In fact, the technology has undergone an “industrial revolution” that’s made certain algorithms about 20 times better at searching databases and finding matches. These numbers come from the most recent edition of NIST’s Ongoing Facial Recognition Vendor Test, which was released last week. The report is a follow up to research done in 2010 and 2014.
NIST tested 127 algorithms developed by 45 different vendors — a number the agency claims is “the bulk of the industry” — using a primary database of 26.6 million reasonably well-controlled portrait photos of 12.3 million individuals. Given good quality photos, the most accurate algorithm was able to identify matches with only a 0.2 percent error rate. For context, this same test saw at least a 4 percent failure rate in 2014 and a 5 percent failure rate in 2010.

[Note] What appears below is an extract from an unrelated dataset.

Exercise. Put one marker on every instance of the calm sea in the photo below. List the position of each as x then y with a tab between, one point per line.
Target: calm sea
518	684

NIST also tested the algorithms on a database of “wild images” — images of people’s faces from photojournalism and amateur photography. The best performing algorithms in this batch include those developed by Microsoft, IDEMIA and the Chinese facial recognition startup Yitu.
The secret to the improvement? Among other things, NIST says, it’s about the widespread adoption of convolutional neural networks, an advancement in facial recognition and machine learning that wasn’t being used in 2014. “The accuracy gains stem from the integration, or complete replacement, of prior approaches with those based on deep convolutional neural networks,” the report reads. “As such, face recognition has undergone an industrial revolution, with algorithms increasingly tolerant of poor quality images. Whether the revolution continues or has moved into a more evolutionary phase, further gains can be expected as machine learning architectures further develop, larger datasets are assembled and benchmarks are further utilized.”

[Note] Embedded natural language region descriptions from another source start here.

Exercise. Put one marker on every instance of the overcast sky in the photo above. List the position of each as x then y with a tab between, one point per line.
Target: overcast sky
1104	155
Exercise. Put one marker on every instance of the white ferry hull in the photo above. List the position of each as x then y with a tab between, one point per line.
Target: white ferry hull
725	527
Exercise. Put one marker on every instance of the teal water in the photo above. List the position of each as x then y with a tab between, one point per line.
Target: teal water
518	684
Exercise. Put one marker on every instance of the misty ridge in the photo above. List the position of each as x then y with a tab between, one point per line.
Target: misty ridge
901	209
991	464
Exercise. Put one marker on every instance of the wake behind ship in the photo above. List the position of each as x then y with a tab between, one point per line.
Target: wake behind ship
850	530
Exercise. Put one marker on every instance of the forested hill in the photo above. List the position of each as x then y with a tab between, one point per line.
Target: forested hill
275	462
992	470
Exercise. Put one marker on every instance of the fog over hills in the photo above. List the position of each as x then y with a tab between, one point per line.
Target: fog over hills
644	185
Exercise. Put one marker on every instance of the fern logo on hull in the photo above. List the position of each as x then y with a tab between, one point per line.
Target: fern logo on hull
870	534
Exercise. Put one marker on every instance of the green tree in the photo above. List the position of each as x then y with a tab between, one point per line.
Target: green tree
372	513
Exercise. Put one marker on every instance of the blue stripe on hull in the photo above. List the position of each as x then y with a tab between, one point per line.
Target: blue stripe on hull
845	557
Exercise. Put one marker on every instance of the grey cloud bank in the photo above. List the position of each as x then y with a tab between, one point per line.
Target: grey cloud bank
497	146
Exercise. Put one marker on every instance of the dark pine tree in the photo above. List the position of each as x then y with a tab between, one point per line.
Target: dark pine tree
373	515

“The test shows a wholesale uptake by the industry of convolutional neural networks, which didn’t exist five years ago,” Patrick Grother, a NIST computer scientist and one of the report’s authors, said in a statement. “About 25 developers have algorithms that outperform the most accurate one we reported in 2014.”
But there’s an important caveat to all the improvements made — performance is not evenly distributed. “Recognition accuracy is very strongly dependent on the algorithm, and more generally on the developer of the algorithm,” the report states. “Recognition error rates in a particular scenario range from a few tenths of one percent up to beyond fifty percent. Thus algorithms from some developers are quite un-competitive and should not be deployed.”

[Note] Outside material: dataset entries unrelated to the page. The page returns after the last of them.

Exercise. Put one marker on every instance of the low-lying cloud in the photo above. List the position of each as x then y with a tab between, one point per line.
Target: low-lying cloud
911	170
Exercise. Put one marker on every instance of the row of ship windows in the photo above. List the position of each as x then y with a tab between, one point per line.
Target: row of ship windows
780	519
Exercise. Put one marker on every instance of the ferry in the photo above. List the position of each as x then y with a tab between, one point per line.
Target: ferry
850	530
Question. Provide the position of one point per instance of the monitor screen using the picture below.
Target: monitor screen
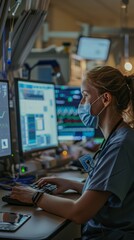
(70, 126)
(36, 116)
(96, 49)
(5, 130)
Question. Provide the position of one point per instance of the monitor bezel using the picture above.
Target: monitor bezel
(95, 38)
(17, 110)
(9, 115)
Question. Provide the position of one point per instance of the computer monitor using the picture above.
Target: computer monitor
(94, 49)
(5, 129)
(36, 116)
(70, 127)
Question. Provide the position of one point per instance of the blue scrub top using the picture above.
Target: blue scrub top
(113, 172)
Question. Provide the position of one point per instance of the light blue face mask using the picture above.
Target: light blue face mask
(89, 120)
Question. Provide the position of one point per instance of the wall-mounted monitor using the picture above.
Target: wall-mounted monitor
(70, 127)
(36, 116)
(93, 48)
(5, 129)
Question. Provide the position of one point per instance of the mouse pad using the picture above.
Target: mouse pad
(11, 221)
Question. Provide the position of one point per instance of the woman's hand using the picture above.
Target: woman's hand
(61, 183)
(23, 193)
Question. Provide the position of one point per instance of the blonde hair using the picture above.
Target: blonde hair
(110, 79)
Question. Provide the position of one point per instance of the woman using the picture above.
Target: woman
(106, 205)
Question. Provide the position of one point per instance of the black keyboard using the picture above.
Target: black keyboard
(48, 188)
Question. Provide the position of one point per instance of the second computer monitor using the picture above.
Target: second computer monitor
(36, 116)
(70, 127)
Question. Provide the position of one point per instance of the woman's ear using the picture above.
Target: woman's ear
(107, 98)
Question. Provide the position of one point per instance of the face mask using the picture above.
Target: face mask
(89, 120)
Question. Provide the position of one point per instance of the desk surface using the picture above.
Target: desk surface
(41, 225)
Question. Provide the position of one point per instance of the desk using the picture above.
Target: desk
(41, 225)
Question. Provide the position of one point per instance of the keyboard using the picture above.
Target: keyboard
(48, 188)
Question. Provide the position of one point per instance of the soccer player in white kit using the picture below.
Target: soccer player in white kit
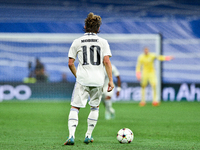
(93, 54)
(106, 97)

In other words the most accurate algorithms are, in many cases, much more accurate than those at the back of the pack. “This implies you need to properly consider accuracy when you’re selecting new-generation software,” Grother warned.
Plus, even well-performing algorithms struggle with certain naturally occurring challenges, like bad quality photos, aging faces or even the existence of twins. None of the high-performing algorithms that NIST tested correctly identified twins.
In 2019, NIST plans to release two more reports on facial recognition accuracy — one detailing the results from an additional 90 algorithms submitted by 49 developers, and another on “demographic dependencies in face recognition.”
As facial recognition algorithms become more widely utilized, accuracy is a big concern. In fact, just last week, a group of Democratic lawmakers sent a letter to Amazon CEO Jeff Bezos expressing their “serious concern” about the accuracy (or lack thereof) of Amazon’s Rekognition software.
“Facial recognition technology may one day serve as a useful tool for law enforcement officials working to protect the American public and keep us safe,” the lawmakers wrote. “However, at this time, we have serious concerns that this type of product has significant accuracy issues, places disproportionate burdens on communities of color, and could stifle Americans’ willingness to exercise their First Amendment rights in public.”